# 03 &mdash; Hypothesis Testing

*(Data Analysis and Visualization 505067 &mdash; Final Report)*

**Authored by:** Nguyen Phuc Toan

## Prerequisites

### Importing libraries

In [1]:
import pandas as pd
import numpy as np
from scipy import stats

### Loading data

In [2]:
df = pd.read_csv("../data/salaries.csv")

### Preprocessing

**Explanation:**

1. Drop duplicates with `df.drop_duplicates()`.
2. Log-transform salary to improve normality.
3. Remove outliers with MAD.

In [3]:
df = df.drop_duplicates()
df.shape

(27311, 11)

In [4]:
target_col = "salary_in_usd"

df[target_col] = np.log1p(df[target_col])

In [5]:
target_col = "salary_in_usd"

median = df[target_col].median()
mad = np.median(np.abs(df[target_col] - median))
mod_z = 0.6745 * (df[target_col] - median) / mad

df = df[np.abs(mod_z) < 3.5]
df.shape

(27220, 11)

## Hypothesis Testing

### Proposed question

*"Does working fully remotely correlate to a higher salary than on-site or hybrid work?"*

### Hypotheses

* $H_0$: The mean salary is the same across all remote ratios.
* $H_1$: There is at least one remote ratio that has a significantly different mean salary.

### One-way ANOVA Test

**Explanation:**

One-way ANOVA compares means across groups; $\text{p–value} < 0.05$ indicates at least one mean differs.

In [6]:
groups = [g["salary_in_usd"] for _, g in df.groupby("remote_ratio")]

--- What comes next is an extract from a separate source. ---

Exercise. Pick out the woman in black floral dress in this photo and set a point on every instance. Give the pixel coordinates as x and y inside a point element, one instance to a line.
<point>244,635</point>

f_stat, p_value = stats.f_oneway(*groups)
print(
    f"F-statistic = {f_stat}",
    f"\np-value = {p_value}",
)

F-statistic = 199.2627168301049 
p-value = 1.2267506437579236e-86


**Summary:**

* $\text{p–value} \approx 1.22 \times 10^{-86} \ll 0.05$.
* We reject $H_0 \Rightarrow H_1$ is true.

## Conclusion

Mean salaries are not equal across remote ratios; at least one (on-site, hybrid, or fully remote) is significantly different from others.